Zo, er lijkt een ritme in te komen. Half 7 wakker, om 8 uur bij de bakker voor het ‘vaste recept’. Ontbijten, en net voor 9 uur rijden we de camping af om naar Capo Testa te gaan. Capo Testa is min of meer het noordelijkste punt van Sardinië. En er bevinden zich aparte rotsformaties die door de eeuwen heen door erosie in de meest fantastische vormen zijn veranderd. Voor mijn gevoel, een foto waard op een nog uit te brengen LP van Pink Floyd.
Ach ja, jeugd sentiment. Het is zondag, en dat is de dag dat de sardeen met familie en al naar de stranden gaat. Bij Capo Testa zijn ook enkele ‘beroemde’ stranden.
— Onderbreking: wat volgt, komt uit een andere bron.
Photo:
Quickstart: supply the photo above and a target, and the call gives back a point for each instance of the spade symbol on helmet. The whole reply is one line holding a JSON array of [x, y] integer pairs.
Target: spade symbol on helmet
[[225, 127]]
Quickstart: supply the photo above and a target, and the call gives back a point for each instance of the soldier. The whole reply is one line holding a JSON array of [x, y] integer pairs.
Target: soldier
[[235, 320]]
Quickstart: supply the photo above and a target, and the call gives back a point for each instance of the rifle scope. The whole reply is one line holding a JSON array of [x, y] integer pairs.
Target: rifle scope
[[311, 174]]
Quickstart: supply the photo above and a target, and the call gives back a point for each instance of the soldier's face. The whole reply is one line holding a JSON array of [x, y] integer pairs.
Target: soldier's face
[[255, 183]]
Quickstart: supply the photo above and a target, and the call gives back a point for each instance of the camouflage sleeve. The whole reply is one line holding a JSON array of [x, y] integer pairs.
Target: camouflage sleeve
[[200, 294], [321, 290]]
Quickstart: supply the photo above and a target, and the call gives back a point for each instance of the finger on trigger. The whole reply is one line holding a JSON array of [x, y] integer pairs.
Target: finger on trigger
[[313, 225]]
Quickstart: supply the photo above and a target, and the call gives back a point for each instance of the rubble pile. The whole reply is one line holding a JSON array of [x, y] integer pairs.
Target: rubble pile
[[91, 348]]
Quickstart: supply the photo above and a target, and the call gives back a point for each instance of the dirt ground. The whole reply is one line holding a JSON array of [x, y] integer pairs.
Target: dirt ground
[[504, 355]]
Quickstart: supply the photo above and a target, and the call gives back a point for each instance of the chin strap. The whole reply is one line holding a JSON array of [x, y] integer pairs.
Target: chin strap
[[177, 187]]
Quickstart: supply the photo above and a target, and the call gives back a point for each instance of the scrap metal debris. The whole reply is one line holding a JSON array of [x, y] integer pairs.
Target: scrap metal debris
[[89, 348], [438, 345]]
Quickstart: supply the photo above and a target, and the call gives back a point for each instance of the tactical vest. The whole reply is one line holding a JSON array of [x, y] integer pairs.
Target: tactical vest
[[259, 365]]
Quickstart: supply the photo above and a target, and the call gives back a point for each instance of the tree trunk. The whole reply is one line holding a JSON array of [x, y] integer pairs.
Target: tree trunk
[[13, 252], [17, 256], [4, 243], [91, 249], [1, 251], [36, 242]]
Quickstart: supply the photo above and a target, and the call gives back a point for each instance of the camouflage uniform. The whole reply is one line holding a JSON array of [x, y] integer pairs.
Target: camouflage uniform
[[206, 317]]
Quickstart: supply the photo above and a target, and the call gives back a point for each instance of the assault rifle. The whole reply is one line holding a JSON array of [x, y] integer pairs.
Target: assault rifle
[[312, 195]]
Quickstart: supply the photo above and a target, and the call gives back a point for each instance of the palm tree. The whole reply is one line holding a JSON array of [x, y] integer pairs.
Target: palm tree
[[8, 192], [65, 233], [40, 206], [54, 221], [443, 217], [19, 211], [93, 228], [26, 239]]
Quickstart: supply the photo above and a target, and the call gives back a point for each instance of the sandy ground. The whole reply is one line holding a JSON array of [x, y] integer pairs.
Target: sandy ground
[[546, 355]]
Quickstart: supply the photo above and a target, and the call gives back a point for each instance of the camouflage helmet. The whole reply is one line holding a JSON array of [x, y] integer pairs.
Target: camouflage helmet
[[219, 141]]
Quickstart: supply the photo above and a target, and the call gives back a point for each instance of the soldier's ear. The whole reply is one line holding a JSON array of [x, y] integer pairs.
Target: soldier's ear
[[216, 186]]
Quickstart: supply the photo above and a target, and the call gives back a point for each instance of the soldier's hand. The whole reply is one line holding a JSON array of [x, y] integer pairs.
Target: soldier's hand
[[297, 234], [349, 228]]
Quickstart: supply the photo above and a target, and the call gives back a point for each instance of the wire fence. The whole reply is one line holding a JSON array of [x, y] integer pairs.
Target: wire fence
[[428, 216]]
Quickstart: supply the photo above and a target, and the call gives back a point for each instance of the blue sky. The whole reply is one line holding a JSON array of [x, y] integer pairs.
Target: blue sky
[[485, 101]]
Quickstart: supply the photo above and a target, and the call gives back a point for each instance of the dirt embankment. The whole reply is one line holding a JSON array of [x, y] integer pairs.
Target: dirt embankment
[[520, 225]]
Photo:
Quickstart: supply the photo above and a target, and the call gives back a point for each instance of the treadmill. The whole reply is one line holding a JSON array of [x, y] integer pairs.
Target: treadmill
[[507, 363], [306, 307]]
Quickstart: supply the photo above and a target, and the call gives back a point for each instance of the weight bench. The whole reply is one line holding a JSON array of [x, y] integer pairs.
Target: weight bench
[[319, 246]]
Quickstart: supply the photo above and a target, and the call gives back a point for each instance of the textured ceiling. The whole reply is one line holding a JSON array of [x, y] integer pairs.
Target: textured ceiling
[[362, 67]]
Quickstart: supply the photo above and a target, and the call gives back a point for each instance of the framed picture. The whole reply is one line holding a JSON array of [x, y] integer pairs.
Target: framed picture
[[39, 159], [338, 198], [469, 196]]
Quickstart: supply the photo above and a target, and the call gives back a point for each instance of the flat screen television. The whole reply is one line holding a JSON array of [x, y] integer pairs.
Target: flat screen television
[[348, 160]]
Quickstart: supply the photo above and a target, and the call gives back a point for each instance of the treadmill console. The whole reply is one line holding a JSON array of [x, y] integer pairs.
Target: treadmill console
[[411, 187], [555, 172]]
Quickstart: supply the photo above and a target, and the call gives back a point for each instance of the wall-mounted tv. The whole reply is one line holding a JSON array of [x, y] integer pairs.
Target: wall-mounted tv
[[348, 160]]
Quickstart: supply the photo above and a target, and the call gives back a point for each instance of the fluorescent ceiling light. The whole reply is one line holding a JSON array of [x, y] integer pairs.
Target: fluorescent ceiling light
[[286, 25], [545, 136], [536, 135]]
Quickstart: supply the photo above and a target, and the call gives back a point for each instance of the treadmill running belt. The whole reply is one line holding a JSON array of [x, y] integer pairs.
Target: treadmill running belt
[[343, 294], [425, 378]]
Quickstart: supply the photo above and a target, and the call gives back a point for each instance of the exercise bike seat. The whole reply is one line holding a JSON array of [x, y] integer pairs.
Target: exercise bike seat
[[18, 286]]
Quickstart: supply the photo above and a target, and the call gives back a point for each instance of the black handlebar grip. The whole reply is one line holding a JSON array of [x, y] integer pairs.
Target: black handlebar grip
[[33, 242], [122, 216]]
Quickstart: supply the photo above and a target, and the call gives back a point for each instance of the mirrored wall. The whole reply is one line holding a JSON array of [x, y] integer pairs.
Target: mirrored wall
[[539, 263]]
Een extra reden om op tijd te gaan, niet betaald parkeren is beperkt, ook de zon zal in de loop van de dag meer van zich laten spreken. Op Capo Testa, een schiereiland, is met name het deel met de ‘vervormde’ rotsen natuurlijk populair. Het lukt ons een plekje achter een witte streep te vinden, met de neus gericht op de terugweg. Nadat een aantal politieagenten op scooter arriveerden, werden de plekken achter de blauwe strepen ook snel opgevuld, blauw van betalen. De eerste boetes werden uitgedeeld aan auto’s die deels over de witte streep op de weg zelf nog stonden.
Met C liep ik een dik uur door de rare rotsen heen. Ik liep nog naar een top, die C links/rechts liet liggen. Achter de rotsen lag de zee-engte tussen Sardinië en Corsica. Door
het heldere weer was Corsica goed te zien. Naast salamanders werden we ook verrast door een flinke schildpad.
Nadat we genoeg hadden gezien hadden, bekeken we hoe we op één van de mooiste strandjes van Sardinië konden komen. Cala Spinosa. We vonden een smal ‘pad’ naar beneden. Terwijl C een plekje ging claimen bracht ik wat spullen naar de auto en haalde de tas met badlakens en zwemspullen. Helaas geen maskers bij ons.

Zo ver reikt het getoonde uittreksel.